We would like to thank Clinical Science for the opportunity to respond to the letter [1] which suggests that while we have been able to show that PTP1B inhibitor, trodusquemine, decreases atherosclerotic plaque size as well as serum triglycerides and cholesterol, that we have not shown that it reverses the plaque size, using in vivo imaging techniques such as MRI scanning or ultrasound.
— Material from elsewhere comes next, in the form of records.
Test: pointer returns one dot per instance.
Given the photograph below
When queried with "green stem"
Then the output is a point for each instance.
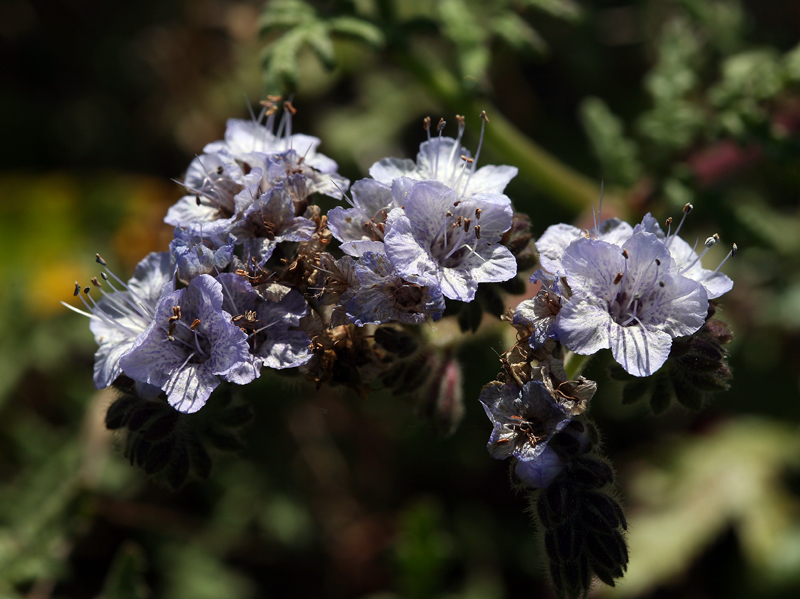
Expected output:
(570, 188)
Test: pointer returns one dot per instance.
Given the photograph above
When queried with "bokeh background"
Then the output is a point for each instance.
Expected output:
(103, 104)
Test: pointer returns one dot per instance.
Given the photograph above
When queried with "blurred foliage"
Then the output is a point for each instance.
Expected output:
(666, 101)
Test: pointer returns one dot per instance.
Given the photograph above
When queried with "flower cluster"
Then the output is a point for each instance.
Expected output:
(630, 289)
(257, 277)
(251, 251)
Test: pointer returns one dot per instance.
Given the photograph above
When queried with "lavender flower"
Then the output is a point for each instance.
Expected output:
(455, 242)
(244, 139)
(271, 219)
(219, 193)
(540, 312)
(118, 318)
(630, 299)
(268, 325)
(540, 472)
(524, 420)
(200, 254)
(372, 201)
(383, 295)
(444, 159)
(555, 240)
(190, 344)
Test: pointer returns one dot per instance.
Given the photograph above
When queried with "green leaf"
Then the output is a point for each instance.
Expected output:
(517, 33)
(563, 9)
(318, 39)
(359, 29)
(616, 153)
(125, 580)
(284, 14)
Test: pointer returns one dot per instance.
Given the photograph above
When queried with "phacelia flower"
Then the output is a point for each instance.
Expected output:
(269, 220)
(219, 191)
(631, 299)
(270, 327)
(190, 344)
(371, 203)
(540, 312)
(524, 419)
(382, 295)
(118, 318)
(444, 159)
(455, 242)
(244, 138)
(555, 240)
(197, 253)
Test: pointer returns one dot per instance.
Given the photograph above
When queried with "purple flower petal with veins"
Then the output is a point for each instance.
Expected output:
(189, 346)
(630, 299)
(453, 241)
(524, 419)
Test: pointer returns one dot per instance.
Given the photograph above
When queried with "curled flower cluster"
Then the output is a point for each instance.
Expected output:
(250, 259)
(257, 277)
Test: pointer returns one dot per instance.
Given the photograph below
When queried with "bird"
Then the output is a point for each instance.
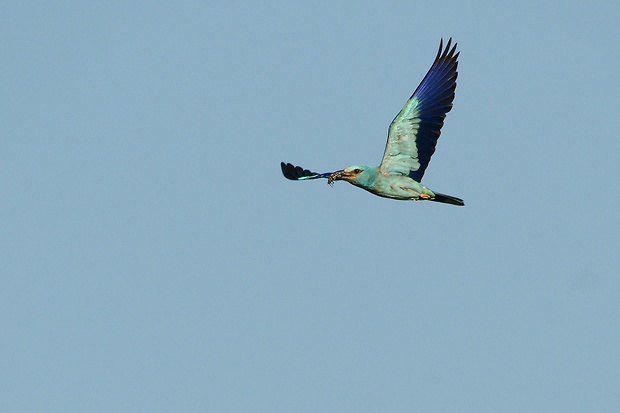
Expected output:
(412, 137)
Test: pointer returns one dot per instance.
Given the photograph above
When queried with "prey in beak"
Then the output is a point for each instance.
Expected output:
(336, 176)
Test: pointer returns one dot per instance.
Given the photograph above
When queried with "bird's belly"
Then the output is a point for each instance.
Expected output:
(400, 190)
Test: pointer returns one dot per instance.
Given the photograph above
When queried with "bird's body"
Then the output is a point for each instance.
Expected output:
(411, 141)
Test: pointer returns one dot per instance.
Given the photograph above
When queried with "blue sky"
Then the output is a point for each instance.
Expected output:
(154, 259)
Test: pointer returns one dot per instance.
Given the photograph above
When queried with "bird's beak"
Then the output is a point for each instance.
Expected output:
(336, 176)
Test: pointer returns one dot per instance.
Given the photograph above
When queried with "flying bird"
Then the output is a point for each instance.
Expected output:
(412, 138)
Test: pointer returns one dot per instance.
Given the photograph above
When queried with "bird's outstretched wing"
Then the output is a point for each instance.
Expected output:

Both Ldrl−/− and ApoE−/− mouse models are historically, very well characterized mouse models of atherosclerosis that rapidly develop atherosclerotic plaques under high-fat/high-cholesterol dietary conditions. However, we wanted to confirm this in our own hands, using the gold-standard technique of sectioning the aorta and staining with Oil Red O over time. We now present data where we performed our pilot study to determine plaque load in these models, after 8 weeks of high-fat diet (HFD). As expected, at 8 weeks of HFD feeding, there was a well-established plaque deposition (Figure 1A,B). Our reversal study was therefore performed at 8 weeks HFD feeding, using a single injection of trodusquemine We demonstrate in our original article in Figure 5C,D [2], that indeed, we can reverse this established plaque.
Global PTP1B inhibition effects on atherosclerotic plaque development
(A) top panels: 8 weeks of HFD feeding stained with Oil Red O (n=3) versus bottom panel: 12 weeks HFD with single trodusquemine injection given at week 8 HFD (n=3); (B) quantification of plaque area as analaysed using Image J software. Data are represented as mean +/- S.E.M. and analysed by unpaired two-tailed t test where ** p=0.0014.
(A) top panels: 8 weeks of HFD feeding stained with Oil Red O (n=3) versus bottom panel: 12 weeks HFD with single trodusquemine injection given at week 8 HFD (n=3); (B) quantification of plaque area as analaysed using Image J software. Data are represented as mean +/- S.E.M. and analysed by unpaired two-tailed t test where ** p=0.0014.
Moreover, we recently reported that targeting PTP1B in the myeloid lineage cells alone on the ApoE−/− background (LysM-PTP1B−/−/ApoE−/−) also protected against HFD-induced atherosclerotic plaque deposition and insulin resistance in the absence of any changes in body weight/adiposity [3], thus demonstrating in a set of genetic experiments, as well as pharmacological intervention with trodusquemine in Ldlr−/− mice, that targeting PTP1B holds promise in atherosclerosis treatment and reduction in cardiovascular risk. It is also important to point out here that trodusquemine (also known as MSI-1436) has previously been shown to decrease food intake and body weight, decrease serum cholesterol and triglyceride levels and protect against hepatic steatosis in rodent models of obesity and diabetes [4–6].
While it would have been nice, in addition to the gold-standard well-established histological techniques used in our manuscript, to perform longitudinal in vivo studies cited in the letter [7], these do also suggest that the in vivo techniques are operator dependent (Table 2, Ref [7]). According to the literature and experts in the field, there is a general agreement that the tools to visualize plaques in vivo are rather limited in resolution, which is why there is currently an intense search for novel probes and improved imaging technologies. It would be nice in future experiments to use novel technologies such as 3D quantitation using optical project tomography [8] for the overall quantitative assessment but again this is a post-mortem technique not allowing longitudinal scanning. In our studies, by assessing the plaque load at 8 weeks of HFD, followed by pharmacological intervention, we can demonstrate that there is a reversal of a well-established plaque as stated in the manuscript. However, longitudinal studies and studies with improved techniques are needed to further confirm the findings presented.
Competing interests
The authors declare that there are no competing interests associated with the manuscript.